Efficiency of 5-ALA mediated photodynamic therapy on hypoxic prostate cancer: A preclinical study on the Dunning R3327-AT2 rat tumor model

• Published in: Photodiagnosis and photodynamic therapy Vol. 10; no. 3; pp. 296 - 303
• Main Authors: Bozzini, G., Colin, P., Betrouni, N., Maurage, C.A., Leroy, X., Simonin, S., Martin-Schmitt, C., Villers, A., Mordon, S.
• Format: Journal Article
• Language: English
• Published: Netherlands Elsevier B.V 01.09.2013
• Subjects: 5-ALA; Aminolevulinic Acid - administration & dosage; Animals; Cell Hypoxia; Cell Line, Tumor; Drug Evaluation, Preclinical; Drug Therapy, Combination - methods; Hematology, Oncology and Palliative Medicine; Internal Medicine; Male; Photochemotherapy - methods; Photodynamic therapy; Photosensitizing Agents - therapeutic use; Preclinical; Prostate cancer; Prostatic Neoplasms - drug therapy; Prostatic Neoplasms - pathology; Protoporphyrins - administration & dosage; Rats; Treatment Outcome; Photodynamic therapy; Preclinical; Prostate cancer; 5-ALA
• ISSN: 1572-1000; 1873-1597; 1873-1597
• DOI: 10.1016/j.pdpdt.2013.01.003

To evaluate photodynamic therapy (PDT) using 5-ALA-induced protoporphyrin IX (PPIX) in an in vivo hypoxic tumor model and its monitoring using MRI. Dunning R3327-AT2 tumors were grafted in the neck of Copenhagen rats.
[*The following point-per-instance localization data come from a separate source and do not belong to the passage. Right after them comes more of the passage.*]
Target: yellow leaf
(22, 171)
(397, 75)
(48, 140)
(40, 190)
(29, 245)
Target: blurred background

PDT using 150mg 5-ALA/kg i.v. was performed by focal interstitial illumination of the photosensitized tumor (λ=633nm; fluence=100J/cm2). MRI at baseline and 2 days after treatment (T1, T2 and dynamic gadolinium enhanced sequences) were performed. Necrosis volumes were determined on post-procedure MRI. Tumors were resected 2 days post-PDT and obtained necrosis was determined histopathologically. Intra-tumoral PPIX distribution was evaluated using confocal microscopy and tissue porphyrin quantification. Twenty rats were treated divided into three groups: continuous (n=7), fractionated illumination (n=7), and a control group receiving only light or only ALA or neither (n=6). Baseline MRI confirmed the hypoxic character of tumors. Necrosis volumes determined on posttreatment MRI were not reproducible and presented with important geometric and volumetric variability. Average necrosis volumes of 0.39cc (0–0.874cc) in the continuous group, 0.24cc (0.107–0.436cc) in the fractionated group and 0.012cc (0–0.071cc) in the control group were observed. Intra-tumoral PPIX distribution was heterogeneous and PPIX quantification revealed low intra-tumoral concentration. Necrosis volumes induced by 5-ALA-mediated PDT were highly variable and non reproducible, probably because of lack of intra-tissular oxygen. Photosensitizer was poorly represented inside the tumor and its distribution was heterogeneous. Our study suggests that 5-ALA-mediated PDT might not be the best management option for hypoxic prostatic adenocarcinoma.